Les restrictions de voyage mises en place dans le monde entier suite à la crise sanitaire du COVID-19 ont entraîné une forte diminution d’activités pour le secteur du transport aérien, y compris les transporteurs du groupe Lufthansa : Deutsche Lufthansa, Swiss International, Brussels Airlines, Austrian Airlines, Air Dolomiti, Eurowings, Germanwings, Edelweiss Air et SunExpress Deutschland.

Le soutien de l’État allemand envers DLH n’est pas une surprise. Des discussions entre la compagnie et l’État en cours depuis le début de la pandémie ont été abondamment relayées par la presse. La compagnie a un rôle majeur pour l’économie allemande et assure des services de connectivité essentiels aux niveaux national et international. Son fret aérien contribue également au commerce extérieur offrant une économie d’exportation à l’Allemagne et garantissant un flux régulier de marchandises pour tous les citoyens en ces temps difficiles.

La mesure d’aide

La mesure de recapitalisation s’inscrit dans un ensemble de mesures de soutien plus vaste pris dans le cadre de la crise sanitaire (et économique) actuelle. Ces mesures comprennent notamment une garantie d’État sur un prêt de 3 milliards EUR que l’Allemagne prévoyait d’accorder à DLH. Cette aide individuelle a été approuvée en mars 2020 par la Commission dans le cadre du régime allemand visant à soutenir l'économie durant la flambée de coronavirus.

La mesure de recapitalisation allemande notifiée à la Commission inclut :

  • une participation au capital de 300 millions EUR par la souscription de nouvelles actions par l’État, correspondant à 20 % du capital social de DLH ;
  • une participation tacite de 4,7 milliards EUR avec les caractéristiques d’un instrument de fonds propres non convertible ; et
  • une participation tacite d’1 milliard EUR qui a les caractéristiques d’un instrument d’emprunt convertible.

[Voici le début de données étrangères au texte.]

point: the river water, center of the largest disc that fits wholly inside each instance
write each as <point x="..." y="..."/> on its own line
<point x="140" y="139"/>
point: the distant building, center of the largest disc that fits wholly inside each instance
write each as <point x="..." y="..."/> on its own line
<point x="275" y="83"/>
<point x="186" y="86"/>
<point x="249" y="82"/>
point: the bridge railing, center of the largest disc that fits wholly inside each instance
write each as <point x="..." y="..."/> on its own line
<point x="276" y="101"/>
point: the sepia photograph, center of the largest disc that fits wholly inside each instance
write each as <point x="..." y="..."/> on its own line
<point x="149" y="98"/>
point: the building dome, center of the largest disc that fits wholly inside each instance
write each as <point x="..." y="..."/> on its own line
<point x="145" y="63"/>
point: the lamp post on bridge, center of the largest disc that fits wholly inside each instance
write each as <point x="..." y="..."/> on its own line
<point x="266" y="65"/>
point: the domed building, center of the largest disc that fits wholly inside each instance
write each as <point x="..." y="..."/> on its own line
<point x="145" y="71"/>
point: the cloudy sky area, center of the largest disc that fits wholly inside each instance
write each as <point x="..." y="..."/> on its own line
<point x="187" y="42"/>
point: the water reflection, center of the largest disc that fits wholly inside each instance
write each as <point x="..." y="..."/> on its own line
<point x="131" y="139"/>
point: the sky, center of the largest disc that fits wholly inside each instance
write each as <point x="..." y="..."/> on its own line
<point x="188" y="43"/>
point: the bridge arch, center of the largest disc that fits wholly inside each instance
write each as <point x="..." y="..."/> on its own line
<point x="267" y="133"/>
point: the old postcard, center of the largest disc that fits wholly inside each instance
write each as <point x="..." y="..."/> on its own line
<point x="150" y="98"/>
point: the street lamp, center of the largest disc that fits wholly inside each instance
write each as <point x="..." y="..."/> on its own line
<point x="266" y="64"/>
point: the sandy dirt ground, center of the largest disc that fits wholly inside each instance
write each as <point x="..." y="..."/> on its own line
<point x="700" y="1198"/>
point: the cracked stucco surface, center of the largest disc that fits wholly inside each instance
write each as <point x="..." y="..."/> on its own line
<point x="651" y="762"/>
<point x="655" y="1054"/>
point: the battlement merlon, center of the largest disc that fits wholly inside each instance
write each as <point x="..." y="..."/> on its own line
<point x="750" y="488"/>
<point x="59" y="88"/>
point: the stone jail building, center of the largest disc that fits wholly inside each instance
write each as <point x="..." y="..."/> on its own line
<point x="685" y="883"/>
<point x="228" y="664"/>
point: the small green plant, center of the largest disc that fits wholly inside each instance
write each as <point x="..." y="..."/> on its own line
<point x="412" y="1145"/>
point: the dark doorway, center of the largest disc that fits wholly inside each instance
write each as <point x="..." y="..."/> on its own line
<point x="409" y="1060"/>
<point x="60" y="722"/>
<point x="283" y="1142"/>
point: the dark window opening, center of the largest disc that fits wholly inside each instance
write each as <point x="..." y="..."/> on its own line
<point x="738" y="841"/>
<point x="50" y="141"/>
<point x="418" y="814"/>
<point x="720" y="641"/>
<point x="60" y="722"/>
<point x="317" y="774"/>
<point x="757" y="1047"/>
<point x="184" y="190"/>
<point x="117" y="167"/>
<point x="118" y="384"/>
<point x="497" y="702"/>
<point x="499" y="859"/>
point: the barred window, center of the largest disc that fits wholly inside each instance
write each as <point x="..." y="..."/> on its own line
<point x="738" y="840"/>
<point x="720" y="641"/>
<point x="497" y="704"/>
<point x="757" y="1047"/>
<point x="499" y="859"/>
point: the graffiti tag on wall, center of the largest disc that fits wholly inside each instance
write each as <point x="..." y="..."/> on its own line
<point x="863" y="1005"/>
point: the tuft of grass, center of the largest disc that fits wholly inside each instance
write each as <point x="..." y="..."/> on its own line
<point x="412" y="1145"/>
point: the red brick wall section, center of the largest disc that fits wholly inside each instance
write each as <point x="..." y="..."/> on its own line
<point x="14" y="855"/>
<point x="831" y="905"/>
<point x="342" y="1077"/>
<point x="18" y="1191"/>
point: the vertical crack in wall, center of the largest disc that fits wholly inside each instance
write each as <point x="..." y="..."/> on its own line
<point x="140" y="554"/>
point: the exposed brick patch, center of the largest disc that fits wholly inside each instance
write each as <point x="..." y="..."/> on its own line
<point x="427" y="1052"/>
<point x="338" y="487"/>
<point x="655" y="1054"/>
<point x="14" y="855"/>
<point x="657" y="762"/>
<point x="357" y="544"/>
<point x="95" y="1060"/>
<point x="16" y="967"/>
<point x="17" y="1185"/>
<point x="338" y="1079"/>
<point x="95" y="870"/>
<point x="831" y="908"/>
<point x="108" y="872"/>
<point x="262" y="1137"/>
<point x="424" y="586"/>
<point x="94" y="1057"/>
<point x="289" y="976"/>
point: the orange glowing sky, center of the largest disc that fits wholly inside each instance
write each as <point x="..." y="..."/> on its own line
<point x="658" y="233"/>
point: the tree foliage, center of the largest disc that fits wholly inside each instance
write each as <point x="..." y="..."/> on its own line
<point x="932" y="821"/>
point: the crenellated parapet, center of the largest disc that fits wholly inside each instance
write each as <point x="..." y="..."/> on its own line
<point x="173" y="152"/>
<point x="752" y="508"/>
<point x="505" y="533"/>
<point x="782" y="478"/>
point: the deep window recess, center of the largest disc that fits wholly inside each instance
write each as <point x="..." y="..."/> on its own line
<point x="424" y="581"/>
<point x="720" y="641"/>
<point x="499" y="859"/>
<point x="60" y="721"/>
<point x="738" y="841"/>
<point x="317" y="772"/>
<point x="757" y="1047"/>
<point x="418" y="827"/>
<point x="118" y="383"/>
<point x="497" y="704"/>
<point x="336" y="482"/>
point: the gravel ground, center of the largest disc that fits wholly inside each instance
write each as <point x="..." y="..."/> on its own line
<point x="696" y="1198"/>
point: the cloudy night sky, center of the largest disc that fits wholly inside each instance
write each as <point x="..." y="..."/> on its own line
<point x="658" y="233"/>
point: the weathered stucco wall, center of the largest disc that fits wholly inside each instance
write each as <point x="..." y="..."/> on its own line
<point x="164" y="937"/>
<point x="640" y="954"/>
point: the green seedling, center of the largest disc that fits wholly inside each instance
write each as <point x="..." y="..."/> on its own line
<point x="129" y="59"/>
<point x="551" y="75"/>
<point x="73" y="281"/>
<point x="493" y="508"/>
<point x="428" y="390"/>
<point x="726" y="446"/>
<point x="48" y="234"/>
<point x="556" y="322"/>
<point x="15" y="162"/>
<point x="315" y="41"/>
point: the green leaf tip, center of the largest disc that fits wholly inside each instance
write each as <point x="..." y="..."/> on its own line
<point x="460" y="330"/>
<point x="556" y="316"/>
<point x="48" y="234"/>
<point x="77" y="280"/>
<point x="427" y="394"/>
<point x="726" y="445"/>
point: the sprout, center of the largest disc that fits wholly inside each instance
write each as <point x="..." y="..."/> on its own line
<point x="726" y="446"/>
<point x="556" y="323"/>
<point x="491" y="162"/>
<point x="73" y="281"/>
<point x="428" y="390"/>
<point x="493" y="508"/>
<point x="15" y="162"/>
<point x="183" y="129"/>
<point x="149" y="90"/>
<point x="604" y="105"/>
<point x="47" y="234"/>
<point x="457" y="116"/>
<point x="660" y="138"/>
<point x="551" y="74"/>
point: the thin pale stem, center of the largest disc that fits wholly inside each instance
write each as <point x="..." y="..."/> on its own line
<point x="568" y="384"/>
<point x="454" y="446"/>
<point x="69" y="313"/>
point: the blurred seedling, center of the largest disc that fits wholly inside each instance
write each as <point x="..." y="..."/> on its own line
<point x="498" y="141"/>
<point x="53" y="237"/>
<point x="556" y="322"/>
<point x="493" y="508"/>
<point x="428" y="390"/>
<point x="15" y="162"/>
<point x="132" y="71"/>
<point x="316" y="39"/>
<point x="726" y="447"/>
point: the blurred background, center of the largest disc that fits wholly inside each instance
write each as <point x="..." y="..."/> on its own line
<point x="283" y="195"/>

La recapitalisation sera financée par le Fonds de Stabilisation Économique (« Wirtschaftsstabilisierungsfond »), un fonds spécial créé par l’Allemagne afin d’apporter un soutien financier aux entreprises allemandes touchées par l’épidémie de coronavirus.

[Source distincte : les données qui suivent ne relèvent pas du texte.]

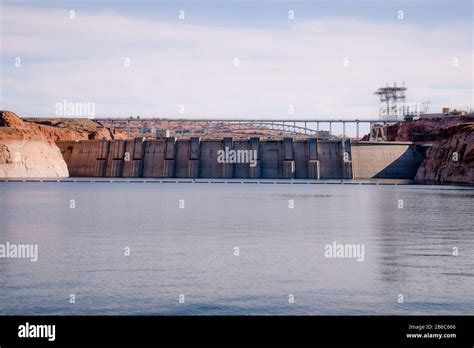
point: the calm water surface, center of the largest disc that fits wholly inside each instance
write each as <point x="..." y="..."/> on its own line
<point x="190" y="251"/>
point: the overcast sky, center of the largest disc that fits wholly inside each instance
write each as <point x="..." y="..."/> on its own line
<point x="325" y="63"/>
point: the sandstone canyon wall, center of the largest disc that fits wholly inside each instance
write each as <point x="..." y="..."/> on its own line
<point x="28" y="146"/>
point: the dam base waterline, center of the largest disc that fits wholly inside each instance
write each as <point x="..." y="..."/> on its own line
<point x="276" y="159"/>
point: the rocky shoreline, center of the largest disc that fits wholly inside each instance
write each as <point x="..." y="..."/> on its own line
<point x="28" y="149"/>
<point x="28" y="146"/>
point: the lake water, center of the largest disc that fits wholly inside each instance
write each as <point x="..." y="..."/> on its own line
<point x="182" y="239"/>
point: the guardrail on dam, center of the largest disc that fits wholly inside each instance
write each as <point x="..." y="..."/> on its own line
<point x="276" y="159"/>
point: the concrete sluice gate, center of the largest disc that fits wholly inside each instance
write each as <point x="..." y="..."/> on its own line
<point x="252" y="158"/>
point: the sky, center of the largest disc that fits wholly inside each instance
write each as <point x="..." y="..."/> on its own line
<point x="235" y="59"/>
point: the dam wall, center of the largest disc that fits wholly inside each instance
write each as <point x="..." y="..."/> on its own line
<point x="275" y="159"/>
<point x="388" y="160"/>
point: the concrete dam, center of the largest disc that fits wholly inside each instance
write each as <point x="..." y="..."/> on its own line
<point x="275" y="159"/>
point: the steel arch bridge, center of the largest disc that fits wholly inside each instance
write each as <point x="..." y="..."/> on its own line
<point x="304" y="127"/>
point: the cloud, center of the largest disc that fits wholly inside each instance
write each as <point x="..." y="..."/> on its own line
<point x="177" y="63"/>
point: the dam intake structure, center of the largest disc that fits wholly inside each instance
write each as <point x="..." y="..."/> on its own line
<point x="276" y="159"/>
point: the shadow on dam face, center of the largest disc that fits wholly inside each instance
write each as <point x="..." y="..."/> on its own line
<point x="273" y="159"/>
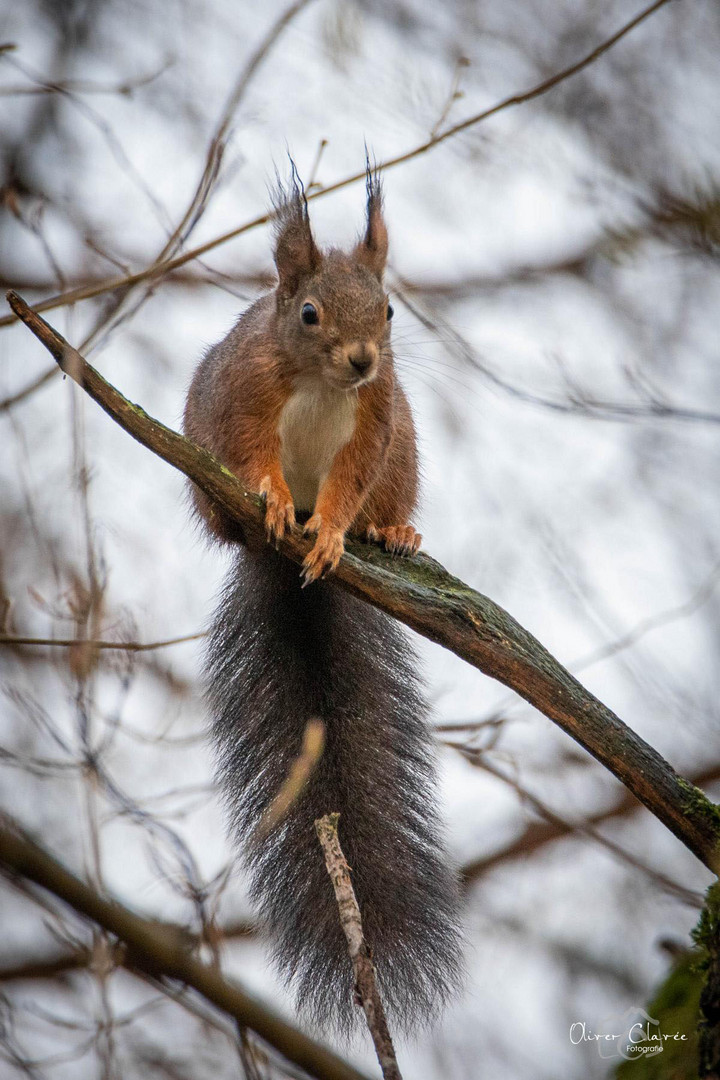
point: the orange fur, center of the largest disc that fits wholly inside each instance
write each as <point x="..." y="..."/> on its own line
<point x="343" y="362"/>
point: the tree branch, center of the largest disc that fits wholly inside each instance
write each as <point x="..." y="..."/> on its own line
<point x="162" y="954"/>
<point x="423" y="595"/>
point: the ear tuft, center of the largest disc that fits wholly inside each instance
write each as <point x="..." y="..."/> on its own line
<point x="296" y="254"/>
<point x="372" y="250"/>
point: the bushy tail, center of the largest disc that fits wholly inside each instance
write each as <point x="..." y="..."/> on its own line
<point x="277" y="657"/>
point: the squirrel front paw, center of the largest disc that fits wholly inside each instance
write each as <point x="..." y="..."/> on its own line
<point x="280" y="512"/>
<point x="325" y="555"/>
<point x="396" y="539"/>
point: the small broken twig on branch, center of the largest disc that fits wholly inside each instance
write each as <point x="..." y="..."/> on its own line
<point x="313" y="744"/>
<point x="366" y="986"/>
<point x="162" y="954"/>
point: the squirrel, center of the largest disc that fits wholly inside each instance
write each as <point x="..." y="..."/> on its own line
<point x="301" y="401"/>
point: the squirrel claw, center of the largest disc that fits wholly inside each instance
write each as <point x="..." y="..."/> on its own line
<point x="325" y="555"/>
<point x="280" y="512"/>
<point x="396" y="539"/>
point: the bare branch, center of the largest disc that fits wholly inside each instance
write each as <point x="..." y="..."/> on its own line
<point x="165" y="955"/>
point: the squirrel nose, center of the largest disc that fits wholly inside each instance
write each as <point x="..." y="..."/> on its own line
<point x="361" y="358"/>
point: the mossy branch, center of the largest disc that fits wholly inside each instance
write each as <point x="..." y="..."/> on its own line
<point x="423" y="595"/>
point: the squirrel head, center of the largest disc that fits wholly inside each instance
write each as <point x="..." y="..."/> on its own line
<point x="333" y="314"/>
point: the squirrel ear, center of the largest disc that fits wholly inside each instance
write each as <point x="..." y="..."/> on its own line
<point x="372" y="250"/>
<point x="296" y="254"/>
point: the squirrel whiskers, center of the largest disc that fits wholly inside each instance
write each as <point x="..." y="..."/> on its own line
<point x="301" y="401"/>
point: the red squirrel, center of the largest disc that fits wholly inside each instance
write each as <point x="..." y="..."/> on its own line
<point x="301" y="401"/>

La Commission a autorisé la recapitalisation sur la base de l’Encadrement temporaire établissant (voir notre article du 7 avril 2020) les conditions suivantes relatives à :

  • la nécessité, le caractère approprié et à la taille de l’intervention ;
  • l’entrée de l’État dans le capital des entreprises et à sa rémunération pour l’investissement ;
  • la sortie de l’État du capital des entreprises concernées ;
  • la gouvernance : DLH est soumise à une interdiction de dividendes et de rachats d’actions jusqu’à la sortie complète de l’État du capital ;
  • l’interdiction des subventions croisées et interdiction d’acquisition ;
  • les engagements visant à préserver l’exercice d’une concurrence effective : à savoir la cession de jusqu’à 24 créneaux par jour dans les aéroports pivots de Francfort et de Munich et d’actifs supplémentaires connexes afin de permettre aux transporteurs concurrents de baser quatre aéronefs maximum dans chacun de ces aéroports ;
  • la transparence publique et information sur l’utilisation des aides reçues, y compris sur la manière dont ces aides soutiennent les activités de l’entreprise.

La Commission estime que la mesure de recapitalisation contribue à gérer l’impact économique de la crise sanitaire en permettant de restaurer la position dans le bilan et la liquidité de DLH, tout en maintenant les garanties nécessaires pour limiter les distorsions de concurrence.

Des aides suivies de près …

Ryanair a déjà annoncé son intention de contester la légalité de l’aide d’État en faveur de Lufthansa devant le Tribunal de l’Union européenne. La compagnie continue donc sur sa lancée de dénonciation des aides d’État accordées dans le cadre de la crise sanitaire du COVID-19. Plusieurs recours en annulation ont déjà été déposés. Elle poursuit son combat contre les compagnies aériennes « droguées aux aides d’État » (dixit Ryanair en mai 2020) ...

Il revient désormais au Tribunal de se prononcer à cet égard, sachant que la Commission dispose d’une marge de manœuvre importante à l’égard des conditions qu’elle souhaite imposer pour déclarer une aide compatible.